Se você ler o livro de Coríntios, o apóstolo Paulo fala de muitas metáforas relacionadas aos navios. Naquela época, sob o convés estavam as pessoas mais importantes, mas elas não eram vistas porque estavam remando. Uma das características para ser discípulo é que estejamos sob o convés remando. Os discípulos remam, talvez não sejam vistos, talvez passem despercebidos, mas estão lá. A única forma de avançar é remando. Se você é um discípulo, deve começar a aprender a remar, a se esforçar, a dar mais de si mesmo e a seguir em frente. Não importa as situações difíceis, você deve continuar.
Agora eu faço uma pergunta: o que você precisaria deixar para ser um discípulo? Você é um cliente, um voluntário ou deseja ser um discípulo? Talvez você já seja, mas talvez ainda não. O discípulo não julga, ele age. O discípulo ama, vê a intenção do coração e não apenas o comportamento das pessoas. O discípulo está remando sob o convés, o discípulo segue apesar das dificuldades, dos problemas, das situações que enfrenta, ele segue em frente.
Se precisamos ser discípulos, nosso uniforme deve ser nossa conduta: como nos comportamos na vida, em nossa família, em nosso bairro, em nossa comunidade, como lidamos com nossos entes queridos. Não é tempo de pensar “já passou”, não é tempo de apenas sonhar ou ter visões; é tempo de definir ações e de tomar uma decisão.
Vamos ao livro de Atos, capítulo 2, versículo 1. O Senhor Jesus já havia partido e havia um grupo de homens tristes porque seu mestre não estava mais com eles. “Quando chegou o dia de Pentecostes, estavam todos reunidos em um só espírito”. Você sabe quantas pessoas eram? Em Atos, capítulo 1, versículo 15, diz que eram cerca de 120 pessoas reunidas, pensando a mesma coisa, com um mesmo propósito, com um mesmo sentimento, com um mesmo objetivo.
Houve um tempo em que um pastor e sua família assumiram o desafio de iniciar uma obra. Eles trabalharam durante muito tempo, mas as pessoas que o ajudavam foram embora, outras faleceram. Esse pastor tentou continuar, mas as coisas não estavam indo bem. Cansado, decidiu ir embora. Na estação do trem, um vendedor ambulante se aproximou e começou a cantar:
“Sou eu, soldado da cruz e servo do Senhor, não temerei levar sua cruz, sofrendo por seu amor. Depois da batalha, Deus nos coroará.”

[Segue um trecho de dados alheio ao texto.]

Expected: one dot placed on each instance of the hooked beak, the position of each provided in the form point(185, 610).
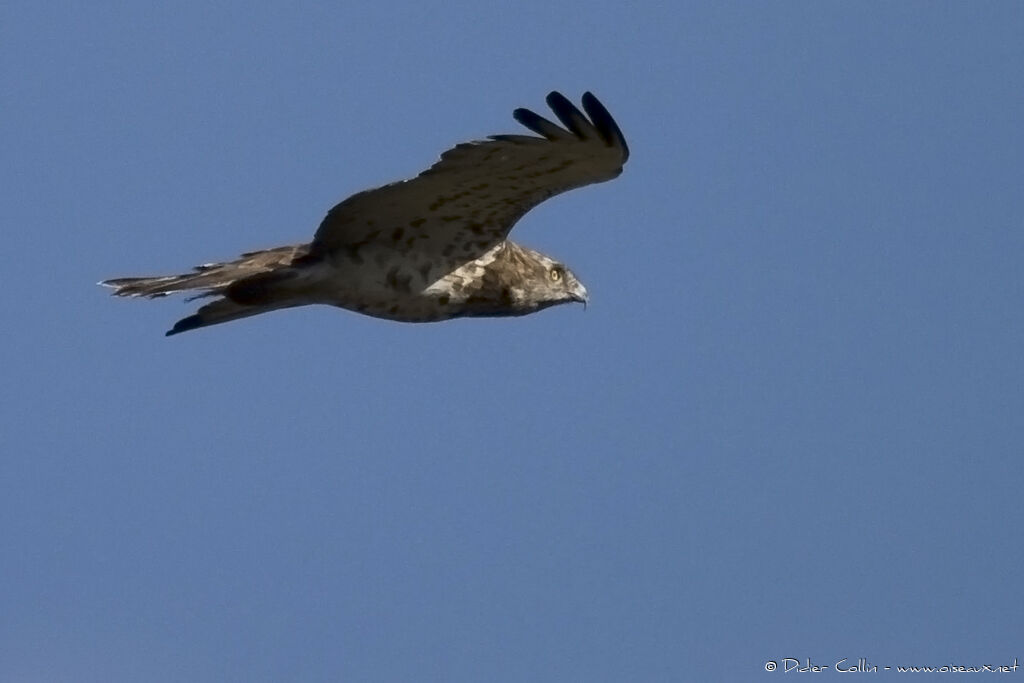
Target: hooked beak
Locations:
point(580, 294)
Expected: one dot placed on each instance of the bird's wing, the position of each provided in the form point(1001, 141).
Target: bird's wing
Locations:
point(472, 197)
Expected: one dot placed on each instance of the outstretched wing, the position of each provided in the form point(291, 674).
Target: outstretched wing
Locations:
point(469, 200)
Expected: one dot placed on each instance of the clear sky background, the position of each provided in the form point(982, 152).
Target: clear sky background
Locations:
point(790, 424)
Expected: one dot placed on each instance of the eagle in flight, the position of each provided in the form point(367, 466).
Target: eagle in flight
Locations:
point(431, 248)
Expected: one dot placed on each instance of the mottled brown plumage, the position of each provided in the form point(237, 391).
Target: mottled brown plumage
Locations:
point(428, 249)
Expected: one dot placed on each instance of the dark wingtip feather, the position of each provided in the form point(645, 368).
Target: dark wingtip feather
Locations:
point(567, 113)
point(184, 325)
point(537, 123)
point(605, 125)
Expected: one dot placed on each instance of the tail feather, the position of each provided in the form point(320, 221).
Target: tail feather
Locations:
point(254, 284)
point(210, 276)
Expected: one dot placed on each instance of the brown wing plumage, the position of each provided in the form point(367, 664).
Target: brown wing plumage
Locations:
point(472, 197)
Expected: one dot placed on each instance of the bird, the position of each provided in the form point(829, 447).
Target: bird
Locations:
point(431, 248)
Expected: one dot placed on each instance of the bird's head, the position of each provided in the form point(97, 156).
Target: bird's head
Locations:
point(538, 282)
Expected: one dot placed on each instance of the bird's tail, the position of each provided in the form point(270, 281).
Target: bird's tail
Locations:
point(209, 279)
point(254, 284)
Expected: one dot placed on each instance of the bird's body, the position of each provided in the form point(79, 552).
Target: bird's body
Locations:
point(428, 249)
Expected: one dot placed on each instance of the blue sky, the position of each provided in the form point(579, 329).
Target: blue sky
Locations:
point(787, 426)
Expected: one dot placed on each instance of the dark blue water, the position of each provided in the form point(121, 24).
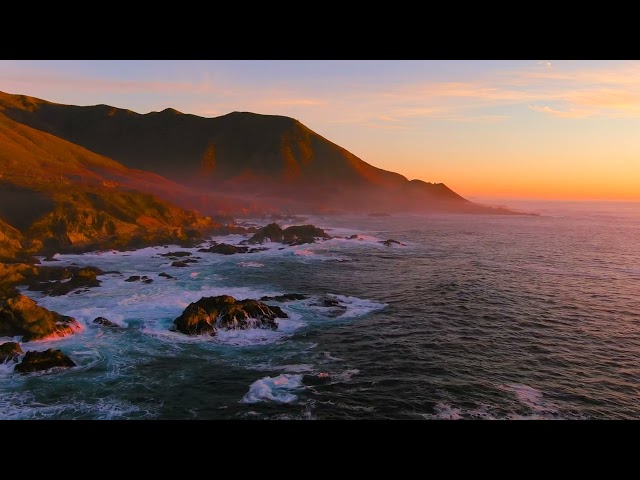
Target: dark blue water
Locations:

Quando terminou de cantar, o pastor deixou suas malas e saiu correndo, dizendo: “Mesmo que eu esteja sozinho, não vou parar porque aquele que me chamou estará comigo”.
Irmãos, não percamos nosso tempo. Deus nos espera para sermos discípulos, não clientes, não voluntários. O povo de Israel viu muitos milagres, viu o mar Vermelho se abrir, viu como foi libertado dos egípcios. Pareciam discípulos, mas quando Moisés subiu ao Monte Sinai por 40 dias, fizeram um bezerro de ouro para adorar. Não precisamos de um bezerro para ser discípulos, precisamos seguir o doador da vida. O que faremos neste tempo? Seremos clientes, voluntários ou aceitaremos o desafio de sermos discípulos?